En 2010, l’avocat Bruce Dévernois portait une proposition de loi visant à ressusciter un droit d’expression quasiment mort-né en 1982. D’abord en proposant de ne plus exclure les sujets en rapport aux classifications, aux contreparties directes et indirectes du travail ou encore à la détermination des objectifs généraux de production de l’entreprise. « Le droit d’expression étant par définition collectif, il serait réducteur d’organiser son exercice simplement par rapport à son seul poste de travail, sans englober les interactions avec le travail des autres salariés », estime l’avocat qui proposait de pousser le bouchon encore plus loin en « articulant l’exercice de ce droit avec la négociation d’accords d’entreprise de façon à ce que l’expression des salariés sur l’organisation du travail et de ses contreparties au sein de l’entreprise puisse constituer une matière première pour les partenaires sociaux dans leurs négociations ». Une proposition de loi restée lettre morte faute de relais tant du côté des employeurs que des syndicats. Une CFDT pourtant réceptive à l’idée d’organiser « par les syndicats négociateurs d’une expression préalable des salariés sur le sujet de la négociation », comme elle l’a exprimé dans sa contribution au rapport Combrexelles.

Expression directe nécessaire mais insuffisante

La CFDT qui considère que « l’expression directe des individus est nécessaire et intéressante mais qu’elle est insuffisante pour un dialogue éclairé et complet sur un sujet aussi important que l’organisation du travail ». Et le syndicat de reconnaître le développement des groupes d’expression dans les entreprises à l’initiative des directions, en dehors de toutes références à la loi du 4 août 1982. « Cela ne doit pas relever exclusivement de la dimension managériale. Le collectif des salariés tel qu’il choisit de se faire représenter devrait pouvoir être entendu en tant que tel et avec les appuis auquel il a droit (expertise par exemple, mais aussi appui de l’organisation syndicale », estime la CFDT alors qu’aucun accord sur le droit d’expression ne prévoit une telle implication syndicale...
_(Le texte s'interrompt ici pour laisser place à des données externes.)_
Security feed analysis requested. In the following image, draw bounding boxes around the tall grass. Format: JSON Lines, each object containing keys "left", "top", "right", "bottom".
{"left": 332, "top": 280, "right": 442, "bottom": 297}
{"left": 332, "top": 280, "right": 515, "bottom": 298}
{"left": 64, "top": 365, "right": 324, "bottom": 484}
L’accord signé en 2012 chez Euriware se limite à ce que les comptes-rendus des réunions des groupes d’expression soient adressées aux CE, CHSCT et délégués du personnel. La CGT a bien tenté de faire jouer aux représentants du personnel un rôle d’arbitre dans les groupes afin de recadrer, si nécessaire, les échanges face à des « animateurs » trop directifs. La direction n’a pas voulu entendre parler de l’instauration d’un rôle, perçue comme celle d’une « police politique ». Les premiers retours des groupes ont été jugés positifs par les signataires, même si il n’y aura pas plus d’une réunion par an et par groupe puisque l’accord dégage un crédit d’une demi-journée par an.

Digestion managériale

Tout l’enjeu consiste à intégrer le droit d’expression dans l’activité quotidienne de l’encadrement. On en est encore loin tant les dispositifs mis en place ici et là ne sont pas généralisés. Chez Renault, les groupes d’expression expérimentés dans deux unités de l’usine de Flins et de façon tout aussi ciblée au Technocentre, se traduisent par deux réunions d’échange de 20 minutes chaque mois avec à la baguette des salariés référents élus par les pairs pour un « mandat » de 6 mois. C’est l’encadrement de proximité qui assure ici un rôle de régulation. Si les syndicats sont dans la boucle dans le suivi de l’expérience tant au niveau local que national, la direction ne tient pas à ce qu’ils s’immiscent dans le nouveau rôle de référent. Une direction qui ne manque pas de mettre en avant la qualité des groupes d’expression par rapport à l’approche classique des CHSCT. C’est sur la méthode de l’auto-confrontation croisée par vidéo de l’équipe de psychologie du travail du CNAM portée par Yves Clos que reposent les groupes d’expression expérimentés chez Renault, dont la DRH se demande bien quelles seraient les conditions d’une extension du dispositif à toutes les couches hiérarchiques de l’entreprise

À l’AFPA, c’est le CCE qui a demandé à la direction d’expérimenter la méthode du CNAM. Alors que la démarche n’a concerné que quelques métiers la direction assure vouloir internaliser la méthode pour l’étendre à tous les métiers. « La richesse des discussions qui découle d’une seule auto-confrontation est édifiante. On est déjà à la recherche de solutions qui questionnent tant le management, que la DRH ou les syndicats. C’est l’occasion de faire le lien entre ce support vidéo et les communautés numériques sur les métiers qui se mettent en place », explique Hervé Dufoix, DRH de l’AFPA. En attendant, c’est une instance de délibération avec le personnel, des représentants du personnel, les organisations syndicales et les directions des niveaux local, régional et national qui se met en place pour confronter les points de vue et décider des actions à mener.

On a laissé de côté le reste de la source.